Michigan Businesses Are Betting on DPC. The HSA Rule Change Made It Easy.

Five months ago, the One Big Beautiful Bill made Direct Primary Care memberships eligible for Health Savings Account spending. That was the legislation. Now comes the market response.

Crain’s Grand Rapids reports that Michigan businesses are accelerating their adoption of direct primary care, citing the HSA rule change as a catalyst that gives employers and employees a clearer financial path into membership-based medicine.

Who’s Growing

Exponential Health, a Grand Rapids-based DPC practice, now serves approximately 1,400 members across offices in Grand Rapids, Cascade Township, and Holland. CEO Roger Jansen told Crain’s that the HSA compatibility is “a real boost” for the practice. “It’s finally validating a membership approach to health care,” he said.

Plum Health DPC, founded by Dr. Paul Thomas in Detroit’s Corktown neighborhood, operates locations in Detroit, Royal Oak, Corunna, Lansing, and Van Buren. The practice charges $85 per month for individuals and $160 for couples. Thomas told Crain’s his team is now considering expansion into Grand Rapids, and that the legislative changes are accelerating adoption: “We are already seeing greater adoption. They will have more certainty that this is the right thing to do because of these legislative changes.”

Aloe Health, a new Grand Rapids-based company founded by Jeff Boore, has launched as a vetting service that matches employers with direct primary care practices. Boore sees the HSA change as “the opportunity where it’s coming into the mainstream” and believes it could fundamentally transform how primary care is delivered nationally.

The Market Numbers

A PitchBook report from December 2024 valued the U.S. direct primary care market at $24 billion and found that approximately 10% of companies with 1,000 or more employees currently contract with DPC providers. The researchers noted the market has “room to grow via new product expansion.”

Those numbers predate the HSA rule change. The law, signed in July 2025 and effective January 1, 2026, permits consumers to use HSA funds for DPC memberships up to $150 per month for individuals and $300 for families. Previously, the IRS classified DPC arrangements as disqualifying coverage that blocked HSA contributions entirely. That barrier is gone.

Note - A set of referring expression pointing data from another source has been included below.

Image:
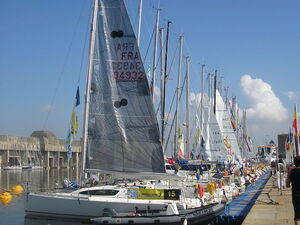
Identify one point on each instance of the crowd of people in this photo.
(287, 175)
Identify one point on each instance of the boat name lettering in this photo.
(202, 212)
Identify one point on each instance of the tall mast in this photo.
(187, 107)
(201, 100)
(88, 86)
(177, 97)
(164, 81)
(162, 85)
(154, 56)
(215, 91)
(140, 21)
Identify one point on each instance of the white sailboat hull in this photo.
(84, 208)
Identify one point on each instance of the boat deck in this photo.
(236, 211)
(272, 207)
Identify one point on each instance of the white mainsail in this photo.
(122, 130)
(213, 149)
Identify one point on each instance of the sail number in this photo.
(172, 194)
(128, 75)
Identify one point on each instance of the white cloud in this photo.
(47, 108)
(292, 95)
(265, 106)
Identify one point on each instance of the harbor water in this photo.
(36, 180)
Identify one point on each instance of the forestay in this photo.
(122, 129)
(229, 138)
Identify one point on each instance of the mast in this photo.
(215, 91)
(154, 55)
(88, 86)
(140, 21)
(162, 99)
(187, 107)
(164, 83)
(177, 97)
(201, 100)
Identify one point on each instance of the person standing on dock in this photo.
(281, 173)
(294, 178)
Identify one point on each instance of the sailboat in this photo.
(228, 134)
(213, 149)
(121, 137)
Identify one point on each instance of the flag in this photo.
(295, 122)
(180, 143)
(73, 130)
(295, 126)
(198, 134)
(77, 97)
(68, 143)
(74, 123)
(202, 142)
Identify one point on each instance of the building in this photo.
(42, 148)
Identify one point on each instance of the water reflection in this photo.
(31, 221)
(35, 180)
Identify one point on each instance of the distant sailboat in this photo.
(213, 149)
(120, 134)
(227, 132)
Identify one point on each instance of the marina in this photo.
(147, 143)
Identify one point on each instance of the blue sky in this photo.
(43, 52)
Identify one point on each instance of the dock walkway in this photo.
(272, 207)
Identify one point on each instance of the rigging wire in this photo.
(65, 61)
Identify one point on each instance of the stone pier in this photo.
(42, 148)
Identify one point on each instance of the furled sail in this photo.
(123, 133)
(228, 134)
(214, 149)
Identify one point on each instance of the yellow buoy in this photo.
(5, 198)
(17, 189)
(211, 188)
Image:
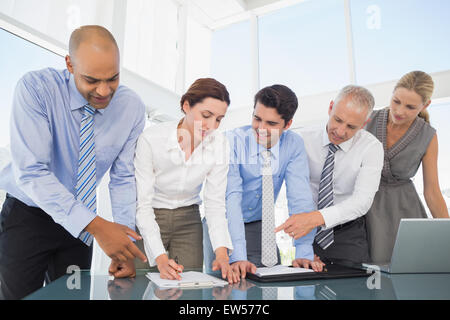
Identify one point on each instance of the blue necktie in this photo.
(268, 239)
(324, 238)
(86, 179)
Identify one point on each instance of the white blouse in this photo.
(164, 179)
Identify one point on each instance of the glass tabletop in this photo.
(84, 285)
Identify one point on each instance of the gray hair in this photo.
(360, 97)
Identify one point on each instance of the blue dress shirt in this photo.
(244, 189)
(45, 142)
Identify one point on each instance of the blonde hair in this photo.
(421, 83)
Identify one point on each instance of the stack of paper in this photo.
(279, 269)
(189, 279)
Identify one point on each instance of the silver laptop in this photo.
(421, 246)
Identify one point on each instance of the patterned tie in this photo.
(86, 179)
(268, 240)
(324, 238)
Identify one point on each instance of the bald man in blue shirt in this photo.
(68, 128)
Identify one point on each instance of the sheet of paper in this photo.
(279, 269)
(189, 279)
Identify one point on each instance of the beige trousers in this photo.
(181, 234)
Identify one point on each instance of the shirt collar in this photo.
(77, 101)
(344, 146)
(256, 148)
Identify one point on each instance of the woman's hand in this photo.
(221, 263)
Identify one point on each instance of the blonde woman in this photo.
(408, 140)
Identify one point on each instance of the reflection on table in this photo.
(391, 287)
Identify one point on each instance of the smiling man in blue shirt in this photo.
(68, 127)
(274, 109)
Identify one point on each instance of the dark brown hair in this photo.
(205, 88)
(279, 97)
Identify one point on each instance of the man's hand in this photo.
(122, 269)
(240, 268)
(113, 239)
(299, 225)
(221, 263)
(316, 265)
(120, 289)
(168, 268)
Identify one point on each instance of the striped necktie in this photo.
(86, 179)
(268, 240)
(324, 238)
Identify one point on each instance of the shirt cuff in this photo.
(239, 252)
(78, 219)
(331, 216)
(304, 251)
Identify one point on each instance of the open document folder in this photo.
(189, 279)
(285, 273)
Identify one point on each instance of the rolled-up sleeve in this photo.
(366, 185)
(299, 195)
(145, 186)
(214, 199)
(31, 151)
(122, 186)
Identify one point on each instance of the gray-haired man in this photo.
(345, 166)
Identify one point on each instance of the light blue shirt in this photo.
(45, 142)
(244, 190)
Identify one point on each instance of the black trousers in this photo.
(350, 244)
(34, 248)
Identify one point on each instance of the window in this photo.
(231, 62)
(57, 18)
(151, 34)
(392, 38)
(304, 47)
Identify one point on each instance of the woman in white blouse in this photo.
(173, 161)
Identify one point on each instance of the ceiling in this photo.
(218, 13)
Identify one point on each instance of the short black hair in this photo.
(279, 97)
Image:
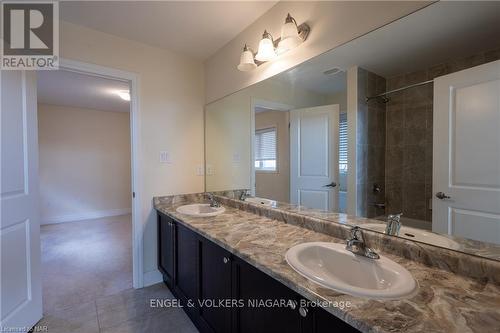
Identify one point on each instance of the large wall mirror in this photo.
(405, 119)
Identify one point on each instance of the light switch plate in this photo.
(210, 170)
(164, 157)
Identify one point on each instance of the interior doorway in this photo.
(84, 187)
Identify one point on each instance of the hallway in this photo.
(87, 282)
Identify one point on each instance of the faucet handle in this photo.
(355, 233)
(394, 217)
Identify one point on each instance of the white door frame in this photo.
(133, 80)
(263, 104)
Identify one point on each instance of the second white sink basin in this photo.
(420, 235)
(332, 266)
(201, 210)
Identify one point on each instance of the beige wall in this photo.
(74, 145)
(171, 100)
(332, 24)
(275, 185)
(228, 130)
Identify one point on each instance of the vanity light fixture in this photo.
(269, 48)
(266, 48)
(290, 38)
(246, 60)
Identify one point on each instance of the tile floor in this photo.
(87, 282)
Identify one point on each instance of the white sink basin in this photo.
(420, 235)
(260, 201)
(201, 210)
(332, 266)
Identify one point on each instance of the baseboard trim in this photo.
(152, 277)
(85, 216)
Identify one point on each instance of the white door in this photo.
(21, 294)
(467, 153)
(314, 153)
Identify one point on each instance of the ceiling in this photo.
(79, 90)
(430, 36)
(193, 28)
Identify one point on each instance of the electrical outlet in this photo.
(164, 157)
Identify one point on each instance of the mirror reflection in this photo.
(395, 126)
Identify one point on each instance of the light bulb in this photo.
(246, 60)
(266, 48)
(289, 35)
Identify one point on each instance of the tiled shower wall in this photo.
(408, 160)
(370, 145)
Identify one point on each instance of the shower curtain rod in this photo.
(399, 89)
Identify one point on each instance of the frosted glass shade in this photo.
(266, 50)
(289, 37)
(246, 61)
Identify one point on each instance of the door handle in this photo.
(442, 196)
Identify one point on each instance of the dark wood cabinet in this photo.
(269, 305)
(166, 248)
(324, 322)
(227, 294)
(186, 264)
(215, 287)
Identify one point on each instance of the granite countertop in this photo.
(444, 302)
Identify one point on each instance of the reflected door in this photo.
(21, 282)
(314, 136)
(466, 156)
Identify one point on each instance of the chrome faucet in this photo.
(393, 224)
(356, 244)
(244, 194)
(213, 203)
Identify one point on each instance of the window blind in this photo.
(265, 149)
(343, 142)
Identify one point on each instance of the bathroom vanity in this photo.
(199, 270)
(241, 255)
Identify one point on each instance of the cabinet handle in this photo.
(442, 196)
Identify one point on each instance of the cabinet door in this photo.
(215, 286)
(186, 281)
(166, 246)
(250, 285)
(325, 322)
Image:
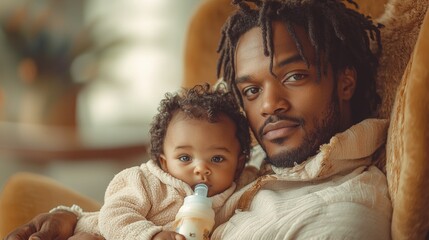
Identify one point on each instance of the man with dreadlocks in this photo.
(303, 72)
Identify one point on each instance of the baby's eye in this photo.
(217, 159)
(250, 91)
(184, 158)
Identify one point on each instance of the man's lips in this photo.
(279, 129)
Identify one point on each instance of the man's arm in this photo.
(56, 225)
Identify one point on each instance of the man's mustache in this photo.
(279, 117)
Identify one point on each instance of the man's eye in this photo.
(184, 158)
(217, 159)
(296, 77)
(250, 91)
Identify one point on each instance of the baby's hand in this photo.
(168, 235)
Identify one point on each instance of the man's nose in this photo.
(274, 100)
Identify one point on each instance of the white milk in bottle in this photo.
(195, 218)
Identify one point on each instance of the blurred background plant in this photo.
(96, 69)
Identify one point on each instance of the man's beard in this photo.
(324, 129)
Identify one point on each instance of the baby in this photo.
(198, 136)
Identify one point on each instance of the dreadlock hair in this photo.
(341, 36)
(202, 103)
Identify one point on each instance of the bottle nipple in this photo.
(201, 190)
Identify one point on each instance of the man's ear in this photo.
(346, 84)
(163, 162)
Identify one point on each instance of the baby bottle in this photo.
(195, 218)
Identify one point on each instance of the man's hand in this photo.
(58, 225)
(168, 235)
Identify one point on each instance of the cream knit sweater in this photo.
(140, 202)
(336, 194)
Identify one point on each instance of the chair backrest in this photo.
(403, 63)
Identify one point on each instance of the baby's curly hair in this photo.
(203, 103)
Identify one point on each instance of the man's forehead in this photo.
(251, 44)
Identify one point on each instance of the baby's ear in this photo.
(240, 165)
(162, 162)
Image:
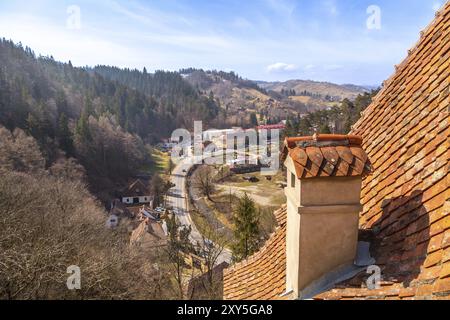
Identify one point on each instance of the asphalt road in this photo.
(178, 200)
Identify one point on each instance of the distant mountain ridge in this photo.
(309, 87)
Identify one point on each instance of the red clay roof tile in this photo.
(406, 199)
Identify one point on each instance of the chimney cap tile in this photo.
(327, 155)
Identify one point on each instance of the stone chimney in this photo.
(324, 175)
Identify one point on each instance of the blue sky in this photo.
(323, 40)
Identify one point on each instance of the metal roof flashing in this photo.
(340, 274)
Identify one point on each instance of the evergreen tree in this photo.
(246, 220)
(65, 136)
(82, 129)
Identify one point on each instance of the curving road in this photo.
(178, 200)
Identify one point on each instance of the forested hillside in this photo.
(103, 124)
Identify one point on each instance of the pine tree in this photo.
(64, 135)
(246, 233)
(82, 129)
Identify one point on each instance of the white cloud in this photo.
(281, 67)
(333, 67)
(242, 23)
(331, 7)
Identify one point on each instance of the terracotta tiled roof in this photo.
(327, 156)
(406, 199)
(263, 275)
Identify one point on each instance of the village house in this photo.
(137, 193)
(151, 232)
(376, 202)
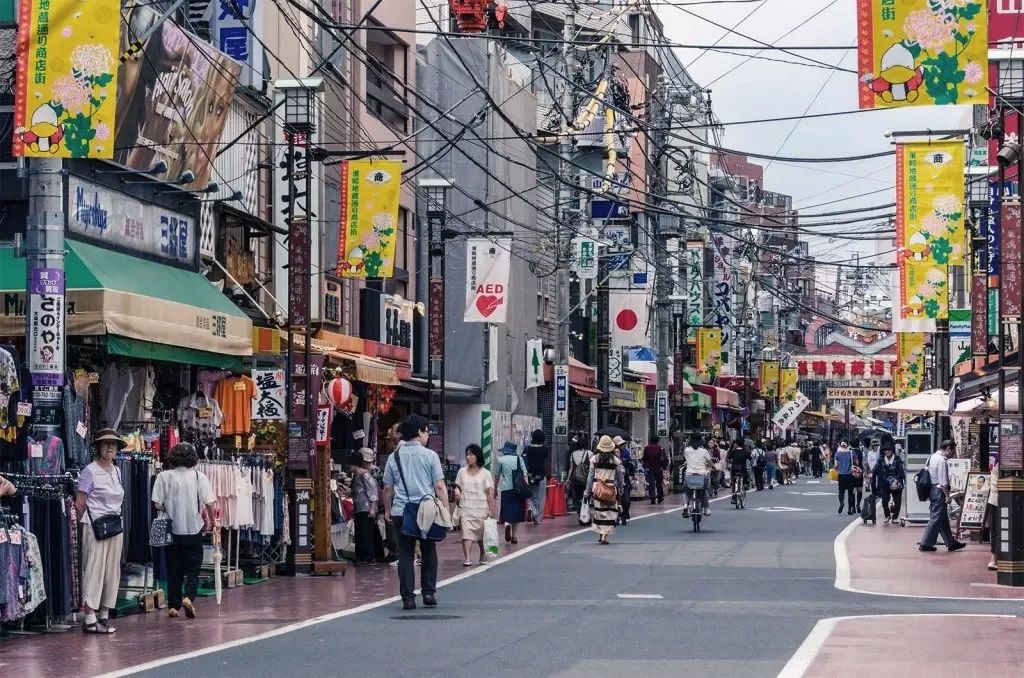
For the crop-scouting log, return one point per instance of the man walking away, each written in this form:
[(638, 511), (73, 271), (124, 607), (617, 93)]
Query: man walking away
[(938, 520), (655, 460), (411, 474)]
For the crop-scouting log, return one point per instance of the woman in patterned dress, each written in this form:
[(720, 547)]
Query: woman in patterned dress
[(605, 468)]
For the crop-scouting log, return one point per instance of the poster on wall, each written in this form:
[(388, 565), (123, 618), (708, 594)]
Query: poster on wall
[(488, 262), (369, 227), (173, 99), (66, 98), (922, 52)]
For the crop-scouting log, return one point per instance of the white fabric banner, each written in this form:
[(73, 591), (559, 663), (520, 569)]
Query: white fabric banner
[(487, 264)]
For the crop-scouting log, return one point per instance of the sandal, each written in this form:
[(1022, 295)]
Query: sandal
[(95, 628)]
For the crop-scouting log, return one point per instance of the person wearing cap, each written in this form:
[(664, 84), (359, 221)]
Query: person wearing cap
[(843, 463), (888, 480), (605, 467), (512, 508), (365, 499), (938, 509), (100, 494)]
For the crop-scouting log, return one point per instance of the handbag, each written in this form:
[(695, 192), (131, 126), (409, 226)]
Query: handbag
[(519, 484)]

For employers already offering high-deductible health plans with family deductibles exceeding $5,000 annually, the math has shifted. Double-digit premium increases are pushing companies to look for alternatives that can run alongside catastrophic coverage. DPC fills that gap.

Why Michigan Matters

Michigan isn’t typically mentioned alongside DPC hotbeds like Colorado and Minnesota. But the state has several factors working in its favor: a manufacturing-heavy economy with self-funded employer plans looking to control costs, an established DPC pioneer in Dr. Thomas who has been building community partnerships with restaurants, school districts, and nonprofits for years, and now a regulatory environment that no longer penalizes employees for choosing membership medicine.

The fact that a matching service like Aloe Health can launch in Grand Rapids suggests the market has reached a density where employers need help navigating their options. That’s a signal of maturation.

What This Means

When we covered the HSA rule change in March, the question was whether the legislative win would translate into actual market movement. Five months in, the answer from Michigan is yes.

If you’re running a DPC practice in a state with a strong employer base, the HSA compatibility isn’t just a talking point for your website. It’s actively changing how benefits consultants evaluate DPC. Companies that previously couldn’t justify the “double coverage” concern are now able to present DPC memberships as a tax-advantaged complement to their existing HDHP structure.

For physicians still considering the transition, the environment has shifted. The regulatory barrier that once made employers hesitate is gone. The matching services are launching. The market is being valued in the tens of billions. The question for the next twelve months isn’t whether employer-sponsored DPC will grow. It’s how fast.